Desnudas fueron siempre las manos de mi abuela. Desnudas desde que amanecían hasta la hora en la que, con dos dedos al modo de pinzas, apagaban las velas por todas las dependencias de la cuartería que se quería casa. Acostumbrados a los hierros calientes con los que planchaba la ropa parecían no quemarse. A veces se los mojaba con los labios por costumbre más que por lo caliente que iban a tocar. Siempre creí que se los acariciaba con un beso: como aquél que, imitándola, nos enseñaba darle a un trozo de pan recogido del suelo. También creí, durante mucho tiempo, que sus labios eran un termómetro porque, dejándolos un rato pegados a nuestra frente, nos medía la fiebre con ellos.
Lo cierto es que, desde muy pequeño, entendí que había una estrecha relación entre su boca y sus manos. Con unas callaba a la primera y con la otra, en silencio, dejaba decir a las segundas. Recuerdo que con éstas le hablaba a la barriga de mi abuelo. Para ello echaba un chorrito de aceite de comer sobre su estómago y se lo restregaba lentamente. El viejo daba suspiros nerviosos y movía la cabeza de un lado hacia otro sobre la almohada. Ella callaba aunque yo, escondido tras la cortina, la veía mover los labios. Apenas oía lo que decían pero escuchaba claramente cómo sus manos hacían hablar a las tripas que masajeaba del mismo modo que gritaban las mías cuando tenían hambre. Un día le pregunté que para qué hacía eso pero me hizo callar levantando un solo dedo. Y, abanando la mano en el aire, me mandó al patio.
Acababa de cumplir ocho años la tarde en que unos buñuelos de viento, hechos con harina de nubes, atravesaban el cielo de banda a banda justo sobre el horizonte.

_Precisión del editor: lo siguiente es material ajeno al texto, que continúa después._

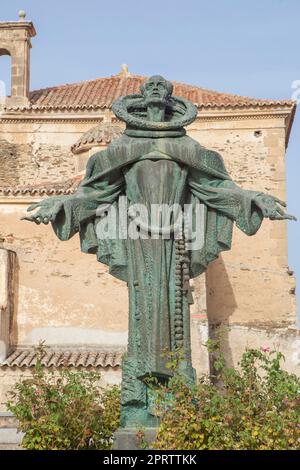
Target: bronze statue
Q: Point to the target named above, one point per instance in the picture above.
(154, 163)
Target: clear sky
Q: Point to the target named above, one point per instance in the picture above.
(250, 48)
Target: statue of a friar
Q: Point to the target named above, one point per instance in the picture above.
(154, 164)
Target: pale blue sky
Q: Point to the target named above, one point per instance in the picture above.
(237, 46)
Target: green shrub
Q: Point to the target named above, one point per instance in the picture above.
(65, 410)
(256, 407)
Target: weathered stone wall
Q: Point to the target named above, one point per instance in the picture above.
(25, 164)
(251, 284)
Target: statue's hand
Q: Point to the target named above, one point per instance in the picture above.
(48, 210)
(272, 207)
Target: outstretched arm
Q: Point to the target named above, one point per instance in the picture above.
(47, 210)
(272, 207)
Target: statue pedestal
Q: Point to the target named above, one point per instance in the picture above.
(129, 438)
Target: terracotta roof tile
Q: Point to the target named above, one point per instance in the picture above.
(102, 92)
(46, 189)
(103, 133)
(67, 358)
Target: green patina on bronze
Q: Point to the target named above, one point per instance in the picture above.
(155, 162)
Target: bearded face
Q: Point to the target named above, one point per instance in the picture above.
(156, 90)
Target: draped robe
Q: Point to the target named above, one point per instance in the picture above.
(155, 170)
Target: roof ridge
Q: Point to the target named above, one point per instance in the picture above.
(191, 87)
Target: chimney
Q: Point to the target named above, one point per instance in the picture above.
(15, 41)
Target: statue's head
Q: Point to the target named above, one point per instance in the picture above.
(156, 90)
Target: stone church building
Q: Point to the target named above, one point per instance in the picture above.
(51, 291)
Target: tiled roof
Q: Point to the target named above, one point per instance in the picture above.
(64, 358)
(102, 92)
(46, 189)
(103, 133)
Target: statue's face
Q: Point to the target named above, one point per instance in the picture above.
(156, 90)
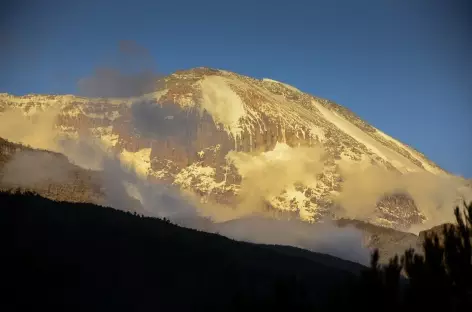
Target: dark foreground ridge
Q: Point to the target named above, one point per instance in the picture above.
(78, 256)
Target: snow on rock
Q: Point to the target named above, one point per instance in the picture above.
(222, 103)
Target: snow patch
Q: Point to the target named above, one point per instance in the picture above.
(400, 162)
(139, 161)
(222, 103)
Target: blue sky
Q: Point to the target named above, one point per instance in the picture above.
(403, 66)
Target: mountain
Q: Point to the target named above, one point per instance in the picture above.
(48, 173)
(98, 258)
(239, 141)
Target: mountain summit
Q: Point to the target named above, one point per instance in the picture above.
(242, 142)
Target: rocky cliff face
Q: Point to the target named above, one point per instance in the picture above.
(210, 130)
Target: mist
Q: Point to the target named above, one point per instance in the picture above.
(132, 73)
(434, 195)
(27, 168)
(264, 176)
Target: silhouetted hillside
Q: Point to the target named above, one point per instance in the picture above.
(76, 256)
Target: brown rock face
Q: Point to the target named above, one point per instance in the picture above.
(183, 134)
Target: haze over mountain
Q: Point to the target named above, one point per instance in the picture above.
(236, 147)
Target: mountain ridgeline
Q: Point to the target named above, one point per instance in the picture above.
(216, 133)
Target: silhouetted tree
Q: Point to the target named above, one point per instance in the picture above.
(439, 279)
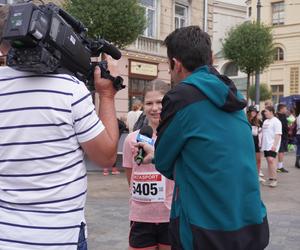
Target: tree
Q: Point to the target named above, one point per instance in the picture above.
(265, 92)
(250, 47)
(117, 21)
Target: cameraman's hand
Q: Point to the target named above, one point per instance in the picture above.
(103, 86)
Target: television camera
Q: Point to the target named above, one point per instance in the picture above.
(46, 39)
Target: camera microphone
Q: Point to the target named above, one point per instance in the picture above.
(145, 135)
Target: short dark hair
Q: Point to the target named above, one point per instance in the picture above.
(191, 46)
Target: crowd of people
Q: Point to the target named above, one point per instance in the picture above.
(184, 195)
(274, 134)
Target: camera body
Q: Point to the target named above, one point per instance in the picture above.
(46, 39)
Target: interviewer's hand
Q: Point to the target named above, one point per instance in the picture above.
(149, 151)
(103, 86)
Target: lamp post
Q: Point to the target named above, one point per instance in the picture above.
(257, 76)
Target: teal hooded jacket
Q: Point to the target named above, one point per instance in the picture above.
(205, 144)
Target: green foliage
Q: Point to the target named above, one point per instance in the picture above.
(118, 21)
(250, 46)
(265, 92)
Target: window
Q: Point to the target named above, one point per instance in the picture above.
(136, 89)
(277, 92)
(278, 13)
(279, 54)
(180, 16)
(231, 69)
(294, 81)
(150, 12)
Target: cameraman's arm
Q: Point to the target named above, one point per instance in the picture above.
(103, 148)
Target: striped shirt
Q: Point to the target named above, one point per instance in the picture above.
(43, 183)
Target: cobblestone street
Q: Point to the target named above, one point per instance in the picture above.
(107, 210)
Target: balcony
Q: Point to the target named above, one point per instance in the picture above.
(148, 45)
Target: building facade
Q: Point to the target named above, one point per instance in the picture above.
(226, 16)
(146, 59)
(283, 75)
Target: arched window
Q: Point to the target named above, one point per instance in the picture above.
(279, 54)
(231, 69)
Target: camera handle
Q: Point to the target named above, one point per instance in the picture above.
(117, 81)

Iban rellenos del agua que esperaba ver caer sobre su cosecha. Llovió con ganas los días anteriores y bromeaban mis hermanas mayores con que a la borrasca le habían puesto su nombre. Entonces ella ya no entendía nada y durante las últimas semanas permanecía acostada en su cama con las manos cruzadas sobre el regazo. Ella, que supo mucho de ovejitas y celajes. Ella, que con sus manos mecía a la luna que acunaba las estrellas. Tal vez fuera esa la razón por la que los cabellos de los ángeles, cuando escampó el temporal, amanecieran dentro de todas las calabazas de la huerta. Mamá lloró mucho el día en que abuela Emilia se durmió para siempre a la hora de la merienda. Yo lloré aún más porque, hasta que se hizo de noche, no me dijeron que era sordomuda.